Using Your Phone In The Bathroom Is Grosser Than We Ever Imagined

Nowadays we tend to see loo-breaks as a chance to catch up on Twitter and Facebook whilst doing our business, but it needs to stop immediately because, unsurprisingly, it’s super gross.

The bathroom might be a safe place where you can quietly see all the latest cat GIFs, but germ experts Charles Gerba and Kelly Reynolds have the disgusting truth for all you pooping phone users.

“Bathrooms are covered in germs, pathogens, and enteric bacteria (from the intestinal tract), mostly from fecal matter,” says Gerba.

“When you flush the toilet, water with feces and urine sprays about six feet in every direction,” adds Reynolds.

But that’s no big deal because you wash your hands, right? Wrong. When did you last wash your PHONE after a trip to the bathroom?

You might not eat a sandwich on the toilet, but you’d probably scroll Facebook in the bathroom, wash your hands, touch your phone again and THEN eat a sandwich.

So all the pee and poop ended up in your mouth anyway.

Okay, so the amount of bacteria, germs, and poop floating around the bathroom depends on how often it’s cleaned and sanitized, of course, which you can control at home.

But you don’t know (and maybe don’t want to know) how often public bathrooms are cleaned.

Even just setting your phone on a bathroom surface, it still picks up germs spread by aerosolized dirty toilet water (that lovely flush-spray) and whatever was placed there last, like used toilet paper, sanitary towels, etc…

Studies at University of Arizona showed that 9 out of 10 smartphones carried a potential disease-causing microbe and 16% tested positive for fecal matter.

Other bacteria found on smartphones included germs that transmit norovirus, salmonella, and E.coli.

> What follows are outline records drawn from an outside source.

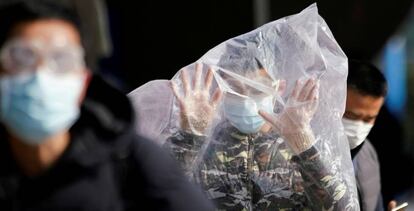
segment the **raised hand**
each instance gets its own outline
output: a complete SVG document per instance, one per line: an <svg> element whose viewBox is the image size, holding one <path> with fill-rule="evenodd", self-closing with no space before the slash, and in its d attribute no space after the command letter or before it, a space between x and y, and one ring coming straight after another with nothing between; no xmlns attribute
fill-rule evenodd
<svg viewBox="0 0 414 211"><path fill-rule="evenodd" d="M177 84L171 81L173 93L180 106L181 127L184 131L196 135L205 134L215 117L216 106L222 96L219 88L216 88L213 96L210 96L213 70L211 68L208 70L202 83L202 69L202 64L195 65L193 83L189 80L188 70L181 70L182 95Z"/></svg>

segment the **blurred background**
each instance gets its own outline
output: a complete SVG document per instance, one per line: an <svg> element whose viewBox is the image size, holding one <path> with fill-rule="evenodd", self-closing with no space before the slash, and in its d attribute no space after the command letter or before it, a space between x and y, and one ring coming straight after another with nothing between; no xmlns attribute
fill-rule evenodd
<svg viewBox="0 0 414 211"><path fill-rule="evenodd" d="M1 0L0 6L10 1ZM150 80L170 79L219 43L315 2L59 1L81 16L89 66L125 93ZM373 62L389 82L386 105L368 138L379 155L384 202L409 200L414 182L412 0L316 2L348 58Z"/></svg>

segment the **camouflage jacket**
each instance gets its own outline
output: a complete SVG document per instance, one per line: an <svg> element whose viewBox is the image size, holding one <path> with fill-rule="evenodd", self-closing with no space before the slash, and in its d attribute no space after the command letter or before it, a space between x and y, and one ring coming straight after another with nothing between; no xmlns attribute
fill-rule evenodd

And experts have directly linked outbreaks of E.coli, shigella, hepatitis A, MRSA, Streptococcus and stomach flu to public bathrooms.

And let’s not forget one final peril of toilets in bathrooms: the leading cause of iPhone death — dropping it down the toilet.

But a dead iPhone is the least of your worries, according to the experts, “Even if the rice trick works and your phone dries, now it’s totally contaminated with germs and fecal matter in the smallest nooks and crannies.”

So, if you haven’t got the message yet, please, please, please stop taking your phone to the bathroom with you. Go back to reading cleaning products like we did in the 90s.